Aulasy: The Limits of Conversation

Aulasy: The Limits of Conversation

One of the limitations of conversation is the tragic inability to fully describe experiences.

This week, some friends have asked about my experience skydiving. I always think for a moment, relive the mixed emotions of insanity, bliss and weightlessness in my head, and do my best to faithfully describe it. But no matter how many metaphors I use or how enthusiastic I am, the message is never fully appreciated.

It’s like the feeling of pointing out a childhood home to a friend, or describing a loved one you lost, only to realise that to them it’s just another house, another face. They can to understand, but only you will appreciate the significance of those memories on your life.

The feeling is impossible to recreate if you weren’t there. There is always a certain barrier that lives between the listener and the lived experience.

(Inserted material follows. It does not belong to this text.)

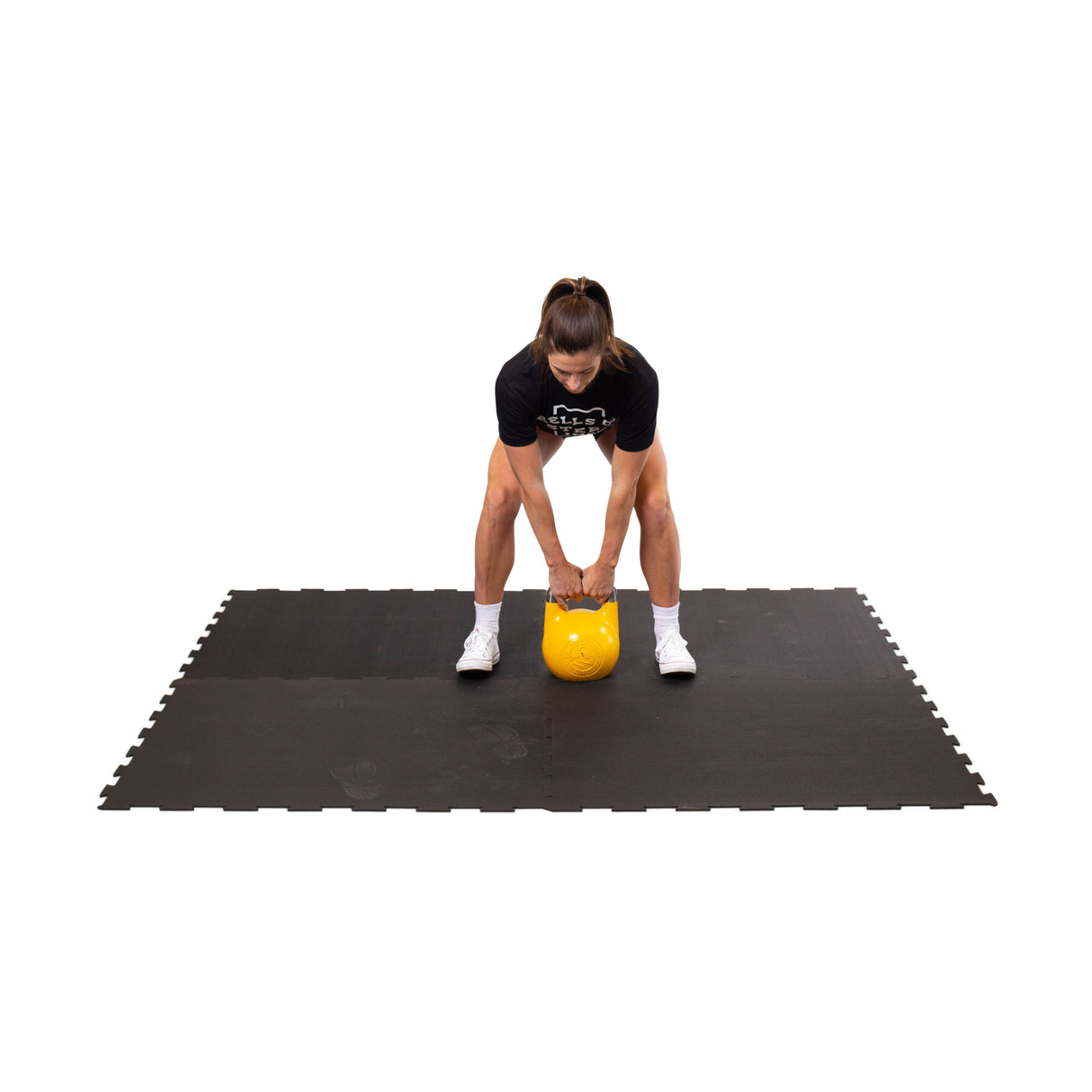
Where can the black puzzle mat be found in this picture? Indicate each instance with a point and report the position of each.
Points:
(317, 699)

This is why, I think, families have such strong bonds. They spend much of their lives together, sharing the intimate, mundane and chaotic times, where they forge memories that are unique to them and only them. No external person can fully appreciate, fully understand.

A loving, healthy family can set you up with friends and support for life. The warmth and laughter spent together forges an extraordinary connection. But inversely, having an abusive, dysfunctional family can destroy you and make you feel isolated in ways other relationships will not.

Experience can be both a pain and a curse.

From the Dictionary of Obscure Sorrows:
Aulasy: The sadness that there’s no way to convey a powerful memory to people who weren’t there at the same time.